I know my 2.1.9 install works fine (as I am using this for production), but when I turned the logging up just to be absolutely sure... I don't see the usual info reports of ldap connections on 3.0.0-alpha-4 like I do on 2.1.9. Here's what I expected to see (example from my 2.1.9 install):
=INFO REPORT==== 29-Oct-2011::22:32:00 ===
I(<0.350.0>:eldap:983) : LDAP connection on LDAP-1:636
=INFO REPORT==== 29-Oct-2011::22:32:00 ===
I(<0.352.0>:eldap:983) : LDAP connection on LDAP-2:636
I also see no evidence of any LDAP connections being made by looking at my netstat either:
root@localhost:/opt/ejabberd-3.0.0-alpha-4# netstat -na | grep ESTAB
tcp 0 0 127.0.0.1:43802 127.0.0.1:4369 ESTABLISHED
tcp 0 0 127.0.0.1:4369 127.0.0.1:43802 ESTABLISHED
tcp 0 0 xxx.x.x.x:22 xxx.x.x.x:50715 ESTABLISHED
udp 0 0 127.0.0.1:53904 127.0.0.1:53904 ESTABLISHED
I tried ldap in 2.1.9 and
I tried ldap in 2.1.9 and 3.0.0-alpha-4. It works in both cases.

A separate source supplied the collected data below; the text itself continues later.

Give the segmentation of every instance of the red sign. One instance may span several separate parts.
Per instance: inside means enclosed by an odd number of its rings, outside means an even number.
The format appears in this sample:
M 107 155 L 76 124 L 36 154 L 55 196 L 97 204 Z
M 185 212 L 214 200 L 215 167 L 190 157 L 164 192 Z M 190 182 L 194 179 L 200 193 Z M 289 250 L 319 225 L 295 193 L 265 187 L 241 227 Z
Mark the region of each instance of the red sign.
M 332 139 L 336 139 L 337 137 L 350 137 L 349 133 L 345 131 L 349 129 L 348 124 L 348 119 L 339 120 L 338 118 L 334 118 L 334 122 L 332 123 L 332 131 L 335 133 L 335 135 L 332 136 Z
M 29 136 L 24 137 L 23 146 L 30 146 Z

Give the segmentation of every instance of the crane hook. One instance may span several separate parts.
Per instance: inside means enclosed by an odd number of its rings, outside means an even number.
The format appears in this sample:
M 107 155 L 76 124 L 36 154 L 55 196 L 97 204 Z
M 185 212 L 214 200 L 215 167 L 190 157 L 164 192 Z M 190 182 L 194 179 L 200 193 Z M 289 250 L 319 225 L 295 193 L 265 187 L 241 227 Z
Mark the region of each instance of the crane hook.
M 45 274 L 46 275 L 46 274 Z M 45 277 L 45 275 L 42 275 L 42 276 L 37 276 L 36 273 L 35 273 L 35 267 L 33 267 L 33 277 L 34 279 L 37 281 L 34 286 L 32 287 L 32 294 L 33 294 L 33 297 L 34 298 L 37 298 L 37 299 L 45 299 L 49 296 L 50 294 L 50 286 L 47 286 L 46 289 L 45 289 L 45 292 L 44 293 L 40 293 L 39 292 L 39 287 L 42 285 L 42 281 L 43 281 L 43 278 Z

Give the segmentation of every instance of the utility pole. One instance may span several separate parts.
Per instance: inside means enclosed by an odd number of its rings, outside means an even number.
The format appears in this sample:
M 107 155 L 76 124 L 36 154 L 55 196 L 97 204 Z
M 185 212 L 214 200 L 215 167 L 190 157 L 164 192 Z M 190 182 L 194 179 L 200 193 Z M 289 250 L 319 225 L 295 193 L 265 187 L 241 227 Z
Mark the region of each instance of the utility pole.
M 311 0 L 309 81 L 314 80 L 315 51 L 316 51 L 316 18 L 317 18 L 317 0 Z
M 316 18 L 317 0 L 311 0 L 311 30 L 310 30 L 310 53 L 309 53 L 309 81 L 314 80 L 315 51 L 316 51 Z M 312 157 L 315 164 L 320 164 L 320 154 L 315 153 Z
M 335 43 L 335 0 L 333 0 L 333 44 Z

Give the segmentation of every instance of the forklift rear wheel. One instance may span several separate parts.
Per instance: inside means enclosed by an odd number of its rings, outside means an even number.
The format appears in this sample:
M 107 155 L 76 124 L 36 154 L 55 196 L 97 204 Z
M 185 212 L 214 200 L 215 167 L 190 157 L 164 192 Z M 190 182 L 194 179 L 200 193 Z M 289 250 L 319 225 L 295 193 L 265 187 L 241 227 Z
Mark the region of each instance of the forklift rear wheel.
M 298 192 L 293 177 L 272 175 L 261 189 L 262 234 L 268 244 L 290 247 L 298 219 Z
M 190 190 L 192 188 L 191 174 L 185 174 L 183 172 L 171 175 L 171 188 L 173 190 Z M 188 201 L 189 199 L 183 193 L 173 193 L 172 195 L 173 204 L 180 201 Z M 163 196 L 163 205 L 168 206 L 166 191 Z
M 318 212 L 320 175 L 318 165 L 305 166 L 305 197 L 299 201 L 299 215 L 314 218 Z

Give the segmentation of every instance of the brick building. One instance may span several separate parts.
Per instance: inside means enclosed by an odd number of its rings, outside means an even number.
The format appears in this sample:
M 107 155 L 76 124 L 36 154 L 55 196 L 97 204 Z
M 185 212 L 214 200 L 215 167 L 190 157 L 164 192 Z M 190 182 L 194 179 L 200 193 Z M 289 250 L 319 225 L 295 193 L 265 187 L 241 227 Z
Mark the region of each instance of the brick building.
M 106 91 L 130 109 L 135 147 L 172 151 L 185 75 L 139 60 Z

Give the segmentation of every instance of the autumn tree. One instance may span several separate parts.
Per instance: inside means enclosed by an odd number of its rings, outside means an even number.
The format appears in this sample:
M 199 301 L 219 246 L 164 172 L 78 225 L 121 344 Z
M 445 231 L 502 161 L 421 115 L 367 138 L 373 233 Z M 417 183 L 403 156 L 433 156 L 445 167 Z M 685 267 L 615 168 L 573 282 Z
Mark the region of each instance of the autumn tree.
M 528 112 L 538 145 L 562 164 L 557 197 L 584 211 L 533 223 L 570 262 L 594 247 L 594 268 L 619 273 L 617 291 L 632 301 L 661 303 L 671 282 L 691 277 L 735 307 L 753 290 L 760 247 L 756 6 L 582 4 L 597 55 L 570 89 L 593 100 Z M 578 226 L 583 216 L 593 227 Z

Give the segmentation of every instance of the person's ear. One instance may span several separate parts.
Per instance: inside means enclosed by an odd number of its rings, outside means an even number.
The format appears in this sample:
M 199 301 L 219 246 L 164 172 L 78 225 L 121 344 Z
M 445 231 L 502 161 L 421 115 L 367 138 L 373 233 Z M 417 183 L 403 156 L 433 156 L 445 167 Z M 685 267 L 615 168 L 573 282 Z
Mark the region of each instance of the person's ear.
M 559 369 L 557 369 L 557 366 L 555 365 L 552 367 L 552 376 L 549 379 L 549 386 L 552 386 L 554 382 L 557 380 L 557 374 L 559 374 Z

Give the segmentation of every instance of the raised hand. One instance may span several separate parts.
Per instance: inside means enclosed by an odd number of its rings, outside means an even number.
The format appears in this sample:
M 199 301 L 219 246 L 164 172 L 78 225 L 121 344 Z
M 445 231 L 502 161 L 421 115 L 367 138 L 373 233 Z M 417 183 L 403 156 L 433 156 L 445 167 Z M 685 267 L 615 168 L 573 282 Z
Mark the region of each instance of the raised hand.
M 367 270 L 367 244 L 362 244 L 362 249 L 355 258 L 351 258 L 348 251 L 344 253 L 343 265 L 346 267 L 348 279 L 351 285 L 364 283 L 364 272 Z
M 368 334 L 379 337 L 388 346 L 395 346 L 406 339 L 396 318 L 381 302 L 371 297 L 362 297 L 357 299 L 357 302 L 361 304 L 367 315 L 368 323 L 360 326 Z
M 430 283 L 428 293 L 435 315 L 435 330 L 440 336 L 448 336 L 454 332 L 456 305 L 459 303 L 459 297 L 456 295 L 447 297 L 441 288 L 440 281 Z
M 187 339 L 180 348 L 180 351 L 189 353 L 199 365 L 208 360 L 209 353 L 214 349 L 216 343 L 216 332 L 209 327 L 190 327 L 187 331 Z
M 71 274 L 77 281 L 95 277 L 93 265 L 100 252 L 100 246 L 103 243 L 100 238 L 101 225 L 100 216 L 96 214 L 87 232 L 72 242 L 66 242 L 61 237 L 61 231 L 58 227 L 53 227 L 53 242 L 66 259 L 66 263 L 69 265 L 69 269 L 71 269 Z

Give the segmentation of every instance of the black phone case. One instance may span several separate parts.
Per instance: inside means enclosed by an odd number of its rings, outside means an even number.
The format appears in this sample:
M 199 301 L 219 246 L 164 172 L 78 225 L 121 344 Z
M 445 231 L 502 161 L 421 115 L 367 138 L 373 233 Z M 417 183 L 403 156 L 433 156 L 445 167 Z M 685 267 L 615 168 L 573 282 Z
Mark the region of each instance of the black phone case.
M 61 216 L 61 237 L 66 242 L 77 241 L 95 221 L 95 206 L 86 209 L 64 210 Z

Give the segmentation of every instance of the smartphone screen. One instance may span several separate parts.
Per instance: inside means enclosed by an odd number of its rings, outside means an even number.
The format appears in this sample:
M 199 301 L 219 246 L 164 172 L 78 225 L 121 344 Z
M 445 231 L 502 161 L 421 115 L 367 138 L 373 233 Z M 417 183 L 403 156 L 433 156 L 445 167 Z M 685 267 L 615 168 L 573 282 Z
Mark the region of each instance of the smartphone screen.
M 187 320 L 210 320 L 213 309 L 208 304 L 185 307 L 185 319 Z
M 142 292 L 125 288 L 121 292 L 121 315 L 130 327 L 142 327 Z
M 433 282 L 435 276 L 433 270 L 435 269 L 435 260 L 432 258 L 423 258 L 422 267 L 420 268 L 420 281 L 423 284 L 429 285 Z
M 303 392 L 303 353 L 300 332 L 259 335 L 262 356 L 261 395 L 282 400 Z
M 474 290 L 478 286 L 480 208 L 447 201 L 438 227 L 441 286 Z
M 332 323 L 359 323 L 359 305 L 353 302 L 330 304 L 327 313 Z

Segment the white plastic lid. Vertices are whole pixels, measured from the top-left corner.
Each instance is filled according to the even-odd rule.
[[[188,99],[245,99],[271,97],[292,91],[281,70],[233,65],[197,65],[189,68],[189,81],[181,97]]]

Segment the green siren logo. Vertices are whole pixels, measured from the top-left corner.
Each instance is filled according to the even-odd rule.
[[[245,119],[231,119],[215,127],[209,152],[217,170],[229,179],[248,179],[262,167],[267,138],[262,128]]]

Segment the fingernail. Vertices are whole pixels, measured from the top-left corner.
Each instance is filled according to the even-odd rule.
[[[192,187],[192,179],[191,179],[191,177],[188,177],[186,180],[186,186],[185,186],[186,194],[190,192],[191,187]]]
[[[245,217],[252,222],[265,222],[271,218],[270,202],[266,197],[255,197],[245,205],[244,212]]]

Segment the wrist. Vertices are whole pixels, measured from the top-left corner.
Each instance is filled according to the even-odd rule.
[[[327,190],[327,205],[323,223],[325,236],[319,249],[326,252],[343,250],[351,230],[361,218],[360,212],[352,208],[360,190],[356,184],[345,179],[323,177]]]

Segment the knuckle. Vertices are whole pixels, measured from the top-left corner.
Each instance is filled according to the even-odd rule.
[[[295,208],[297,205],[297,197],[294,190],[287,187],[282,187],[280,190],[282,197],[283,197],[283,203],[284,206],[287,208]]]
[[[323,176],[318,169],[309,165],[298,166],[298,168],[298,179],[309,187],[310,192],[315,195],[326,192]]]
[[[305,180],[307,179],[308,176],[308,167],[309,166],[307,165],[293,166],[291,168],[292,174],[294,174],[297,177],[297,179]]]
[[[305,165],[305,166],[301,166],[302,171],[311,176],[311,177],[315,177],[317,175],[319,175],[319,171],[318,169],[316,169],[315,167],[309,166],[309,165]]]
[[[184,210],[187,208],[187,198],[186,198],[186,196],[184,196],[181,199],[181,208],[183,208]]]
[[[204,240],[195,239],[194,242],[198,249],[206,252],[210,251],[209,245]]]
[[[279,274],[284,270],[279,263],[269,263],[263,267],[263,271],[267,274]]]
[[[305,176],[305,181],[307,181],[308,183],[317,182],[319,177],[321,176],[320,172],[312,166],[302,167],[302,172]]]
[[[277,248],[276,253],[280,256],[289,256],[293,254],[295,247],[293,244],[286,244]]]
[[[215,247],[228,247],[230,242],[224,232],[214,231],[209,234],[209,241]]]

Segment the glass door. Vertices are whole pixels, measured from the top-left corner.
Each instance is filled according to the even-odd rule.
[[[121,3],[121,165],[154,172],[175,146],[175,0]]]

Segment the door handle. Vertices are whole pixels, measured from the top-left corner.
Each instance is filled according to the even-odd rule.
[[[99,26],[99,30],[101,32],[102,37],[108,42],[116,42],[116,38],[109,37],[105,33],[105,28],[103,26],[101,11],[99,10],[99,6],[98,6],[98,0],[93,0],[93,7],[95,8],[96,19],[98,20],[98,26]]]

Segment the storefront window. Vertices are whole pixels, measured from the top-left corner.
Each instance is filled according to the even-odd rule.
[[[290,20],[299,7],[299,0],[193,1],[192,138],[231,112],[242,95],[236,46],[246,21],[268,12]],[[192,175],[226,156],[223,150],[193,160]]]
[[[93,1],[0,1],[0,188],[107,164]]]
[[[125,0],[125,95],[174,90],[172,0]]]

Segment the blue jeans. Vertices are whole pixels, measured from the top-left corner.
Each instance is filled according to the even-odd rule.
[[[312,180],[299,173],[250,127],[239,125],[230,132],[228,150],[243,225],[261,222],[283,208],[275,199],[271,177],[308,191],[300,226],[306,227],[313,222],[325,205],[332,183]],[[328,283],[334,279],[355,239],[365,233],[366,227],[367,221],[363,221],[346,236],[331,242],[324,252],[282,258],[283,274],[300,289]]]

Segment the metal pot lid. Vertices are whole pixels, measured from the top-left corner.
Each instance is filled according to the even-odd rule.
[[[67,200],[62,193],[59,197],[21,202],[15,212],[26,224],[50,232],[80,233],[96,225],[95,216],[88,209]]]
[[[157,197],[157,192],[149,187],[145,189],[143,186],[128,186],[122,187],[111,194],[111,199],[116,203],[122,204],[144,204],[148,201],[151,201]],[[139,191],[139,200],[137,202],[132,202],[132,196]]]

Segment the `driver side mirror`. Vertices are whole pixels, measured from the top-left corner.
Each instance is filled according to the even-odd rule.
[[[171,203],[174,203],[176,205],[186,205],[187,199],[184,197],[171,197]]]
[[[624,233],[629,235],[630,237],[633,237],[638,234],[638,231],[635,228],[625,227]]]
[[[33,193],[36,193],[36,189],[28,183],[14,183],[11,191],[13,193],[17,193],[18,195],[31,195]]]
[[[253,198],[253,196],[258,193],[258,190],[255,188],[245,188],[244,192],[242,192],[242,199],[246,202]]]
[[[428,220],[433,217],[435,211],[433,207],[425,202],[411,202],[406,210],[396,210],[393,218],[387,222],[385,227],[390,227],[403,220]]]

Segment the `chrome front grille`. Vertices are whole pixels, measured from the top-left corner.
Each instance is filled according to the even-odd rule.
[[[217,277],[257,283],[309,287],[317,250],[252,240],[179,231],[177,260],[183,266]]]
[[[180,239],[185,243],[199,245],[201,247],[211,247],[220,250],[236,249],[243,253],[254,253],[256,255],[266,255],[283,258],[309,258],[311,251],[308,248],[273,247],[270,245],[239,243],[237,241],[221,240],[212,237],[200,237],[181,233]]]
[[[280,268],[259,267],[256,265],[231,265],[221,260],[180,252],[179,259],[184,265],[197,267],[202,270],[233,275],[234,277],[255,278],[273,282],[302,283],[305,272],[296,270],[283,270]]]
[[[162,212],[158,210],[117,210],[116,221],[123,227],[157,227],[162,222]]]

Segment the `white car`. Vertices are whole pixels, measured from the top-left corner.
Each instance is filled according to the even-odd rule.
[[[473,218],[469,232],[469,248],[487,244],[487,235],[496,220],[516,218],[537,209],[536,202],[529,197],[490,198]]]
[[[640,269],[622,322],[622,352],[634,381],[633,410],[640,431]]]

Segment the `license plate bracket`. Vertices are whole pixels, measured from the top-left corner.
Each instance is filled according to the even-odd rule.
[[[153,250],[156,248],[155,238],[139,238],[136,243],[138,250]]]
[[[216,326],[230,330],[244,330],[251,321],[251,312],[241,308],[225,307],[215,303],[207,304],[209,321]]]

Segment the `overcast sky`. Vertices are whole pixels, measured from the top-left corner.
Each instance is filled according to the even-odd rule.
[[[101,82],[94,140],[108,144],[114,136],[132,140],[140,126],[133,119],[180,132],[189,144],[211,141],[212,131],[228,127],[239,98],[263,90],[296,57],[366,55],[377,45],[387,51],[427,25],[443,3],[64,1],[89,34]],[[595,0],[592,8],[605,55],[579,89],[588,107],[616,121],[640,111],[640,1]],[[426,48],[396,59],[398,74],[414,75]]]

I couldn't get ejabberd (neither 2.1.9 or 3) to work with ldaps, because I don't know how to configure slapd+ejabberd correctly to use ldaps.
In your investigation about the exact cause of the problem, you can try to disable ldap tls in ejabberd.cfg and restart.